前几天在分析某影视短评,把数据导入了elasticsearch中,正好可以用elasticsearch来分析下,最后用kibana生成词云图

查看下当前数据量

1
2
3
4
5
GET /_cat/indices/scrapy_douban_movie_comments?v

# 输出
health status index uuid pri rep docs.count docs.deleted store.size pri.store.size
green open scrapy_douban_movie_comments SdX9pi7BQjKgRj1tcf91XQ 3 2 12185 4828 24.8mb 8.2mb

看一下索引mapping

1
2
3
4
5
6
7
8
9
10
11
12
13
14
15
16
17
18
19
20
21
22
23
24
25
26
27
28
29
30
31
32
33
34
35
36
37
38
39
40
41
42
43
44
45
46
47
48
49
50
GET scrapy_douban_movie_comments

# 输出
{
"scrapy_douban_movie_comments" : {
"aliases" : { },
"mappings" : {
"properties" : {
"comments" : {
"type" : "text",
"analyzer" : "ik_max_word"
},
"createtime" : {
"type" : "date"
},
"date" : {
"type" : "date"
},
"title" : {
"type" : "text",
"analyzer" : "ik_max_word"
},
"updatetime" : {
"type" : "date"
},
"url" : {
"type" : "text"
},
"user" : {
"type" : "keyword"
},
"vote" : {
"type" : "integer"
}
}
},
"settings" : {
"index" : {
"creation_date" : "1671077371923",
"number_of_shards" : "3",
"number_of_replicas" : "2",
"uuid" : "SdX9pi7BQjKgRj1tcf91XQ",
"version" : {
"created" : "7070099"
},
"provided_name" : "scrapy_douban_movie_comments"
}
}
}
}

看了下上面comments 这个字段存储了用户评论,博主已对它进行ik分词,但是此时kibana词云图中是无法选该字段,因为该字段为text类型,无法agg或sort操作,尝试在dev tools中执行聚合操作会报错

1
2
3
4
5
6
7
8
9
10
11
12
13
14
15
16
17
18
19
20
21
22
23
24
25
26
27
28
29
30
31
32
33
34
35
36
37
38
39
40
41
42
43
44
45
46
47
48
GET scrapy_douban_movie_comments/_search
{
"size": 0,
"aggs": {
"comments_terms": {
"terms": {
"field": "comments",
"size": 50
}
}
}
}

# 输出
{
"error" : {
"root_cause" : [
{
"type" : "illegal_argument_exception",
"reason" : "Text fields are not optimised for operations that require per-document field data like aggregations and sorting, so these operations are disabled by default.

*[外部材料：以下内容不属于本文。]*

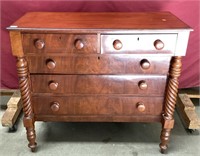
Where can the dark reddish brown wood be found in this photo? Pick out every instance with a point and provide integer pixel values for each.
(99, 64)
(97, 105)
(100, 20)
(170, 101)
(98, 67)
(145, 64)
(99, 84)
(59, 43)
(98, 118)
(159, 45)
(141, 106)
(23, 74)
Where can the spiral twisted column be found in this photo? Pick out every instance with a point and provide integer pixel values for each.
(24, 84)
(170, 101)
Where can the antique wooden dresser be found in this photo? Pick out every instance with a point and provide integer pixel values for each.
(99, 67)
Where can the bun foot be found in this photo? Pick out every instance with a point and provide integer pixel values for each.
(32, 147)
(163, 149)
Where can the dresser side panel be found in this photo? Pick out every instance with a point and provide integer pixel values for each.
(16, 43)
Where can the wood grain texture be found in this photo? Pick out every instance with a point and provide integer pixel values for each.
(99, 64)
(24, 84)
(97, 20)
(97, 105)
(16, 43)
(60, 43)
(98, 67)
(99, 84)
(14, 107)
(170, 101)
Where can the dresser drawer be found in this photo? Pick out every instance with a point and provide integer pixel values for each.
(99, 64)
(97, 105)
(59, 43)
(138, 43)
(99, 84)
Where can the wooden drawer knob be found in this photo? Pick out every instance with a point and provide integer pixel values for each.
(51, 64)
(158, 44)
(53, 85)
(55, 106)
(117, 44)
(142, 85)
(140, 106)
(79, 44)
(39, 44)
(145, 64)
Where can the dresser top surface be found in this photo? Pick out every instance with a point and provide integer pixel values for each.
(99, 20)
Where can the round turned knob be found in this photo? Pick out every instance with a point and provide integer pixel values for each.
(117, 44)
(55, 106)
(51, 64)
(158, 44)
(53, 85)
(140, 107)
(79, 44)
(39, 44)
(142, 85)
(145, 64)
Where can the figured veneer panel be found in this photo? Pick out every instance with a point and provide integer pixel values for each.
(97, 105)
(99, 84)
(99, 64)
(59, 43)
(137, 43)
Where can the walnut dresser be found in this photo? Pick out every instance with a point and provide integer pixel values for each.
(99, 67)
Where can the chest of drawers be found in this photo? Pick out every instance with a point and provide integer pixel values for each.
(99, 67)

Please use a keyword field instead. Alternatively, set fielddata=true on [comments] in order to load field data by uninverting the inverted index. Note that this can use significant memory."
}
],
"type" : "search_phase_execution_exception",
"reason" : "all shards failed",
"phase" : "query",
"grouped" : true,
"failed_shards" : [
{
"shard" : 0,
"index" : "scrapy_douban_movie_comments",
"node" : "Vgd49fa4Qrir7oHXUGW_zw",
"reason" : {
"type" : "illegal_argument_exception",
"reason" : "Text fields are not optimised for operations that require per-document field data like aggregations and sorting, so these operations are disabled by default. Please use a keyword field instead. Alternatively, set fielddata=true on [comments] in order to load field data by uninverting the inverted index. Note that this can use significant memory."
}
}
],
"caused_by" : {
"type" : "illegal_argument_exception",
"reason" : "Text fields are not optimised for operations that require per-document field data like aggregations and sorting, so these operations are disabled by default. Please use a keyword field instead. Alternatively, set fielddata=true on [comments] in order to load field data by uninverting the inverted index. Note that this can use significant memory.",
"caused_by" : {
"type" : "illegal_argument_exception",
"reason" : "Text fields are not optimised for operations that require per-document field data like aggregations and sorting, so these operations are disabled by default. Please use a keyword field instead. Alternatively, set fielddata=true on [comments] in order to load field data by uninverting the inverted index. Note that this can use significant memory."
}
}
},
"status" : 400
}

对于text类型字段,fiedlddata默认为false。此时我们可以将该字段得fielddata属性设置为true,设置之后该字段则支持agg查询。

同时我们对comments的分词需要定制下,因为使用的模式是ik_max_word,分词结果会存在单字的词,这不是博主想要的,双字词也会有很多无用的分词结果,所以最后决定将词数控制在4个或以上进行分词。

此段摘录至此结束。